Form factor tables have been modified from the CCP4 and TNT distributions. Andrew Trzynkaa assisted in programming methods to read the form factors.
Libraries used in rigid-group and torsion angle optimizations were programmed by Brynmor K. Chapman. Van der Waal’s restraints have been programmed by Leo Selker.
This new implementation relies heavily on experience gained with earlier rsref.c and C++ programs, to which several former members of the Chapman lab contributed: Eric Blanc, Zhi (James) Chen, Andrew Korostelev, Felcy Fabiola and Olga Kirillova.
Citations¶
Publications and database entries should acknowledge use of RSRef by citing [Chapman-1995] and [Chapman-2013].
[Chapman-1995]Chapman, M. S. Restrained Real-Space Macromolecular Atomic Refinement using a New Resolution-Dependent Electron Density Function.
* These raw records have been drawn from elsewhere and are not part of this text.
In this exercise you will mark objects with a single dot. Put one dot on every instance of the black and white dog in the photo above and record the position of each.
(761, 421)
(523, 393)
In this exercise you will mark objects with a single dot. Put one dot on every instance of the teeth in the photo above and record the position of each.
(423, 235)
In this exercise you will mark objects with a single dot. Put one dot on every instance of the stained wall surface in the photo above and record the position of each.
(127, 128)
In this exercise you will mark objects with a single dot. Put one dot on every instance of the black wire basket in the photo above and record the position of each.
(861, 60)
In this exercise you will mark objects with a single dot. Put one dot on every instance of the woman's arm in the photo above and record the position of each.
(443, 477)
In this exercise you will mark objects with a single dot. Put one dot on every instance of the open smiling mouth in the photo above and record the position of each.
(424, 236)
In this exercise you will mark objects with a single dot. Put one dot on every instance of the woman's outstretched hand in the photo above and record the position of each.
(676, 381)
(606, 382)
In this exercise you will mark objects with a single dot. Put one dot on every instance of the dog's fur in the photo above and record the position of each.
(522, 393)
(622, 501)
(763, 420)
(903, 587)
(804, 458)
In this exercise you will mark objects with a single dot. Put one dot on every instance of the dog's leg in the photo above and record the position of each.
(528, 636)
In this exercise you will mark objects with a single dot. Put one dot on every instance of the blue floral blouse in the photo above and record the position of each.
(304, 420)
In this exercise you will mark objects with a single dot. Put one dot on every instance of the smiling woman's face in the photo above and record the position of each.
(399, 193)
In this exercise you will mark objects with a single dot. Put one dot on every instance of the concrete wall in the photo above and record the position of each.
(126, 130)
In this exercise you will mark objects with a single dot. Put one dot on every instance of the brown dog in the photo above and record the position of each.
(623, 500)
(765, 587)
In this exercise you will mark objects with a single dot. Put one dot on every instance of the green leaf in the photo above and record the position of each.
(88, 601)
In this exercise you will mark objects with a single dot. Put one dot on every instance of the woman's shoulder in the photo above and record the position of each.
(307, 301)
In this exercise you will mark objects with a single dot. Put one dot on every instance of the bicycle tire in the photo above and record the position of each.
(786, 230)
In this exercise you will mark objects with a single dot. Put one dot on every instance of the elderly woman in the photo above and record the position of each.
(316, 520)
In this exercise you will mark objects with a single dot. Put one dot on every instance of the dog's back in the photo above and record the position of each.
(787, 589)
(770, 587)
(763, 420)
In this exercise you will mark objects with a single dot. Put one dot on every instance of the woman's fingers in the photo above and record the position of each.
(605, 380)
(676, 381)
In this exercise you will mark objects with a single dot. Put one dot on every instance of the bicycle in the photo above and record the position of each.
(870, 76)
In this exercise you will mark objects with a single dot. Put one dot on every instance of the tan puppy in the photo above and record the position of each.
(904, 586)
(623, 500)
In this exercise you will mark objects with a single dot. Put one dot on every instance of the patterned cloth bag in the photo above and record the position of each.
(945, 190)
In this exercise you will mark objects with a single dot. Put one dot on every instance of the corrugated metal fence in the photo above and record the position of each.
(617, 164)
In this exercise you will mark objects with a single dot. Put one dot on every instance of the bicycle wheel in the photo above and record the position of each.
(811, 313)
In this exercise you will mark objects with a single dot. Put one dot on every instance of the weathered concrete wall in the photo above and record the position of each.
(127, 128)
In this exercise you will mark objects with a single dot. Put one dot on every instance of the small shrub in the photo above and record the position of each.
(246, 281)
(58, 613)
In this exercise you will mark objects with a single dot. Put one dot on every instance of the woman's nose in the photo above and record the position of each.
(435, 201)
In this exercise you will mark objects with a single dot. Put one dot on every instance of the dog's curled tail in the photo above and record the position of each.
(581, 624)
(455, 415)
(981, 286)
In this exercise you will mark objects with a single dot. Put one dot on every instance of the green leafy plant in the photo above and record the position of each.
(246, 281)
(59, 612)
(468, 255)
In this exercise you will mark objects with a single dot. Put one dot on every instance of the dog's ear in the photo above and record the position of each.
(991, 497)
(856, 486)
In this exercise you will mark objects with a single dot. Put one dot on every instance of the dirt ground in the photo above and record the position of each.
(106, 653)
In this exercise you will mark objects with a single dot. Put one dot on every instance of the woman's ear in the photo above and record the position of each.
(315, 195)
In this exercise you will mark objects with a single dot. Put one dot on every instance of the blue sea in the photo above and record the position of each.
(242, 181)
Acta Crystallographica A51, 69-80 (1995).
[Chapman-2013]Chapman, M. S., Trzynka, A., and Chapman, B. K. (2013) Atomic modeling of cryo-electron microscopy reconstructions - Joint refinement of model and imaging parameters, J Struct Biol 182, 10-21.
Colophon¶
This introductory documentation is generated from the source file:
rsref_doc.rst.
Its dependents are extracted from specific python modules using documentation.py,
see instructions within.
Changed in version 12/10/10: Started
Changed in version 0.5.0: 2/18/15, converted to reStructuredText from Epydoc.
Changed in version 0.5.5: 07/03/17 Rotamer command being added in
Changed in version 1.0.0: 09/26/20 Python 2.7 –> 3.6 including cmd2: optparse –> argparse
Changed in version 1.0.5: 07/10/24 Python 3.12, cmd2 2.4, pasto package.